The European Court has considered Articles 85 and 86 to make direct effect and confer rights on private parties that must be protected by national courts. It has not definitely stated about ability to claim damages for private parties. Nevertheless, in accordance with EC law general principles, the protection of these rights in national courts must be efficient and not less favorable than that accorded to similar rights under national law. The UK Act could be considered to form the second criterion circular, but at the same time there is a strong argument based on the first criterion about the rights protection that would be ineffective in case damages could not be claimed.

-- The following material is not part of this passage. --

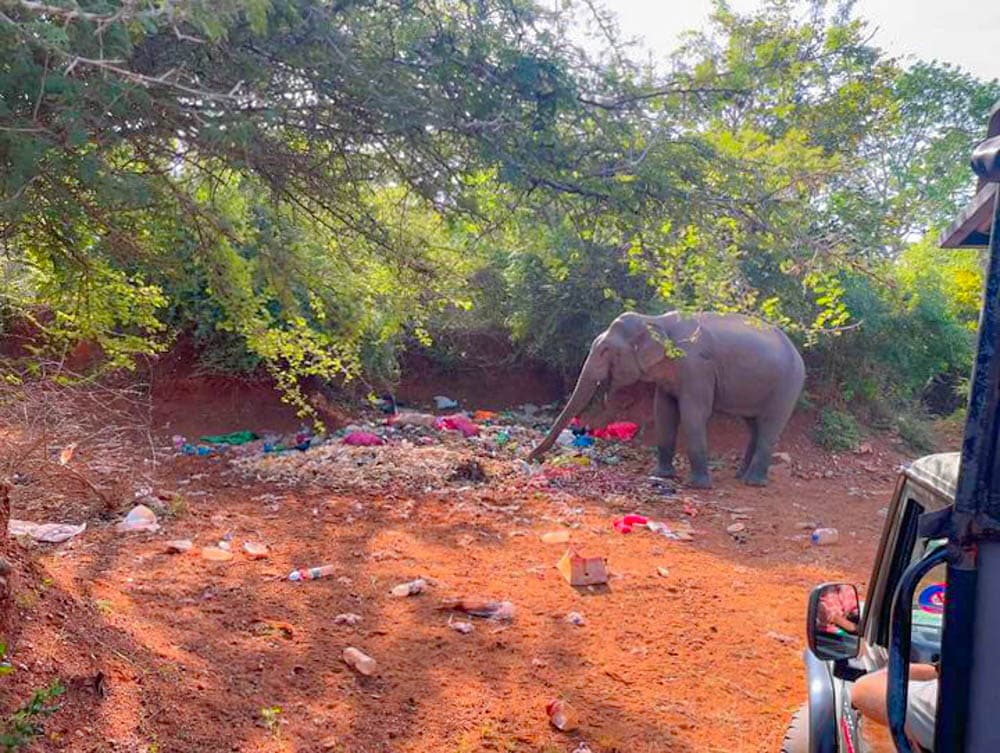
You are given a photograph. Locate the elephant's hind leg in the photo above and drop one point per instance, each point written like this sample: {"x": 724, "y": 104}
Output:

The House of Lords majority strongly supports the opinion that damages can be claimed infringement for articles 85 and 86, but do not make a clear decision to this effect. Therefore the majority of the Court of Appeal expressed some doubt on this view, which seemed to hold that judicial survey provided an effective remedy for breach of article 30 against the state. However, it is submitted that the damages availability for infringement of articles 85 and 86 is highly likely to be confirmed.

These decisions are regrettable from the point of a person interest in the effective competition law enforcement. To an anti-competitive agreement third parties very often have a less concern and worse information than a party to expose its incompatibility with law on competition.  Moreover, the function of article 85 analysis of the Court of Appeal appears to be unduly restrictive, and it remains to be considered if it will be overturned. The main point is a question of EC law that should be directed to the European Court. To the UK Act interpretation the application of Chapter II should follow the result under Treaty’s Article 85.

In Gibbs Mew v. Gemmell The Court of Appeal said that the situation would be different under article 86 since the article imposed the duty only on the dominant party. However, an agreement making a dominant position abuse in infringement of article 86 or Chapter II is likely also to contradict article 85 or Chapter I. Also it could still be disputed that the victim cannot rely on its participation in such a kind of agreement even if damages were claimed under article 86. 

In spite of Gibbs Mew v Gemmell a party may still meet a prohibited agreement to claim damages for distortion as to its validity.